From the role of technology in American medicine to the tone of the doctor-patient relationship and scores of other details, life in a hospital in the United States was an eye-opener for Russian doctors Elvera Manapova, M.D., and Alla Selezneva, M.D.

The two women traveled with a group of physicians from their native Kazan in the fall of 2002 to spend four to six months at St. Mary’s Hospital in Waterbury and Yale-New Haven Hospital under Yale’s exchange program with Kazan State Medical University. Russians participating in the exchange don’t practice medicine—they only observe. But what Manapova and Selezneva saw gave them valuable ideas for how to do their jobs better when they get back to Russia, as well as a new level of appreciation for the skills they already have.

At first, there was some culture shock.

Start with the patients: American patients are far more engaged with their treatment than Russians. They’re even a little bossy.

“I think it’s because you can see something on television every five minutes having to do with doctors,” said Selezneva, sitting with her colleague in an office at St. Mary’s. “People are not so interested in medicine in Russia. They know a lot, but they are not so much concerned about every disease, because we don’t have so much information about medicine in the mass media.”

Manapova agreed: “Here patients ask so many questions. ‘Doctor, do you think if I use this will I get that?’ ‘You’re giving me this medication? I heard this could be bad for my health.’ ”

Also strange for them was the way that American doctors tell patients directly that they have fatal illnesses, instead of the Russian way of telling a patient’s relatives, and the way the patients react.

“Here doctors easily say probably you have cancer, but it’s OK,” Selezneva said.

“Yeah, it’s OK. Don’t worry; you will live. We’ll give you chemotherapy,” said Manapova, amused.

“And patients are not depressed by this!” Selezneva exclaimed. “I see so many patients who have breast cancer, lung cancer, cancer of the brain, and they are not depressed. I do not know why. Either they believe so much that medicine will help them, or they take life like it is.”

Selezneva, a neurologist, was already looking ahead to her return to Kazan, where she plans to apply her new, wider understanding of medication choices for various disorders. She also learned more efficient ways of using MR and CT scans, expensive and time-consuming back home at the No. 1 Republican Hospital, where there is only one of each machine. She learned at St. Mary’s that it isn’t necessary to run both scans for certain conditions, and can now be more selective about which to use.

But technology is not the ultimate answer for treating patients, both women realized. They were shocked by how infrequently American doctors do complete physical exams for patients, rarely having patients completely undress unless to check for skin cancer.

Testing reflexes, for example, is still such a time-honored procedure in Russia that Selezneva uses a reflex hammer she inherited from her great-grandfather. In this way, she’s able to detect problems like tiny brain lesions based on nerve reactions. “You can suspect something faster, and there are things you can find out only through physical exams,” she said. “You can feel them and see them. You just need to watch the patient.”
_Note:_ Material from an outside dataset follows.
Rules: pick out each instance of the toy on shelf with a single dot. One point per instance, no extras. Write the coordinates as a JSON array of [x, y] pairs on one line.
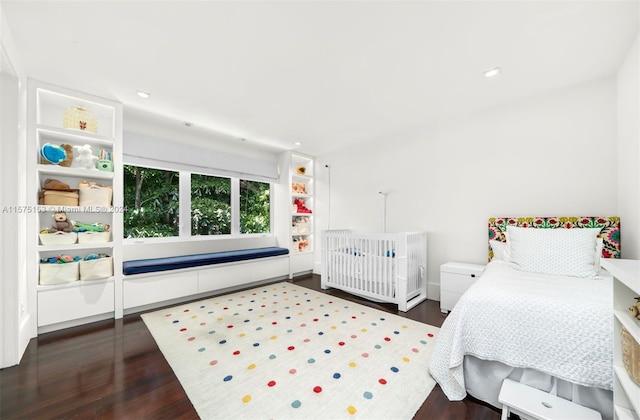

Manapova, an infectious disease specialist, often uses the technique of percussion: gentle pounding on the patient’s body with the hand and listening to the sound. A lung sounds different if it has fluid in it, she says, demonstrating soft, sharp raps with her hand on her own arm. “Even though we don’t have equipment, we have smart doctors who are good at clinical diagnosis,” she said.

The ideal, they agreed, is to have the best of technology but not to give up the old ways that work—perhaps the biggest lesson of their visit. “To combine all your techniques and skills, that would be perfect for patients, perfect for everyone,” Selezneva said. “You’d be the perfect doctor, a god!”